No son pocos los que han querido ver en esta investidura el último clavo sobre la tumba del proceso separatista que, en otoño de 2017, puso en jaque los cimientos del Estado español con un referendo de autodeterminación celebrado de forma desobediente y ante la actuación violenta de la policía española. ¿Se acabó, pues, lo que se daba en Cataluña? Quizá no todo sea tan fácil, para empezar, porque resulta contraproducente pensar la historia en compartimentos estancos. Los procesos no se acaban, se transforman.
Por ello, resulta más apropiado hablar de fin de ciclo, de un cambio de fase como el que también se produjo tras el referendo de 2017, aunque se reconozca menos. Aquella cita marcó el fin de la etapa ascendente del pulso independentista, que desde entonces ha ido perdiendo nervio, lastrado por la represión española, en primer lugar –con el encarcelamiento y exilio de numerosos dirigentes–, pero también por las luchas internas en el seno del nacionalismo catalán. De hecho, es tentador situar las causas del fugaz retorno de Puigdemont dentro de esta pugna.
Expliquémonos. Illa ha logrado ser investido presidente gracias a los votos de ERC, el principal partido progresista en el campo del independentismo. Han acordado para ello un nuevo sistema de financiación que deje de maltratar fiscalmente a Cataluña, una demanda histórica. Esta nueva aritmética, que por primera vez en una docena de años da paso a acuerdos de gobernabilidad entre partidos españoles y catalanes, abre una fase en la que Junts (el partido de Puigdemont, heredero de la conservadora CiU) ha visto la oportunidad de criticar frontalmente a ERC por haber investido un presidente españolista. Busca así imponerse en la lucha sin cuartel que ambos partidos mantienen por la hegemonía dentro del campo catalanista.

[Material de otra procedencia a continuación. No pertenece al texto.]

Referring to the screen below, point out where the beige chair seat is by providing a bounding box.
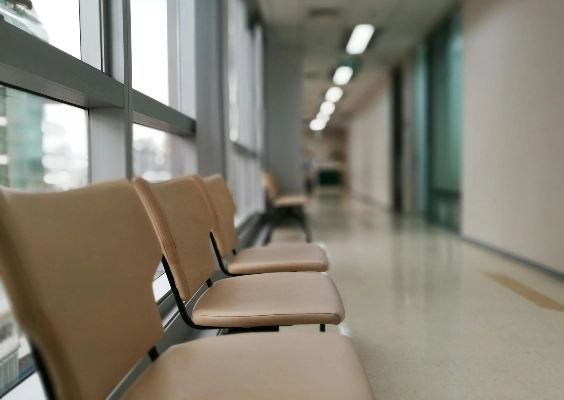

El regreso fugaz de Puigdemont subraya la anormalidad antidemocrática que supone su persecución por parte de una judicatura en abierta rebelión no ya contra los catalanes, sino también contra el gobierno de Pedro Sánchez. Pero en vez de tratar de agudizar las contradicciones españolas –que muestran que, al fin y al cabo, el problema con la democracia no lo tienen catalanes ni vascos, sino los propios españoles–, Junts ha preferido cargar las tintas tanto contra Illa como contra ERC, a la que han llegado a responsabilizar parcialmente de la potencial detención de Puigdemont. En el juego del mus, a esto se le llama jugar a pequeña.
Nos quedan, en cualquier caso, dos preguntas por contestar. Primera: ¿se acabó la apuesta independentista? El hecho nacional catalán no va a desaparecer, y el salto que miles de autonomistas han dado al independentismo en las últimas dos décadas no tiene vuelta atrás. Otra cosa es que este deseo pierda intensidad a la espera de mejores condiciones y mayorías más amplias. Todo dependerá, en buena medida, del grado de cumplimiento del acuerdo de investidura por parte del PSOE. Si se pone en marcha un nuevo modelo de financiación y se permite a Cataluña recaudar y gestionar los impuestos, será normal que las cosas se calmen los próximos años. No en vano, el catalanismo habría logrado una de sus demandas históricas.
Si no se cumple el trato, las condiciones seguirán dadas para que, cuando la coyuntura ayude, todo vuelva a acelerarse.
Segunda: ¿qué consecuencias tiene la apertura de esta nueva fase en Madrid? En ningún sitio está escrito que la victoria del PSC sea la del PSOE, que ahora tiene que lidiar con la rebelión de sus propios líderes territoriales, quienes denuncian un trato de favor a Cataluña. Además, Sánchez necesita los votos de Junts para sacar adelante la legislatura, y no parece que los de Puigdemont estén en su momento más pactista. La investidura catalana, por lo tanto, anuncia nuevas turbulencias en los ya difíciles equilibrios madrileños.